The following figure shows the distribution of input tokens to generated tokens. This metric is useful to understand how the model responds to different lengths of input.
Figure 1: Distribution of input tokens to generated tokens
The following figure shows a scatter plot of how token-to-token latency varies with output token position.
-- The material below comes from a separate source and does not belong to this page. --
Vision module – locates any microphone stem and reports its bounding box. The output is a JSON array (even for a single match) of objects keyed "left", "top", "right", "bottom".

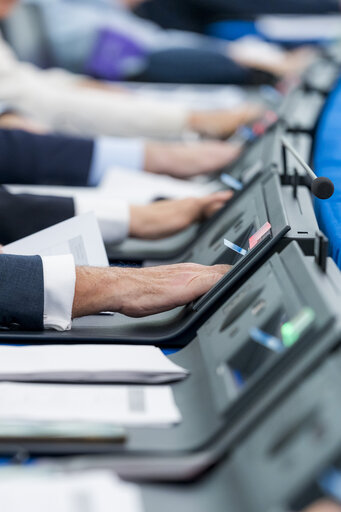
[{"left": 281, "top": 137, "right": 317, "bottom": 180}]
These results show how quickly tokens are generated and how consistent the generation is regarding various output token positions.
Figure 2: Token-to-token latency compared to output token position
Conclusion
Performance analysis during the inference phase is crucial as it directly impacts the overall effectiveness of a machine learning solution. Tools such as GenAI-Perf provide comprehensive information that help anyone looking to deploy optimized LLMs in production. The NVIDIA Triton suite has been extensively tested on Dell servers and can be used to capture important LLM metrics with minimum effort. The GenAI-Perf tool is easy to use and produces extensive data that can be used to tune your LLM for optimal performance.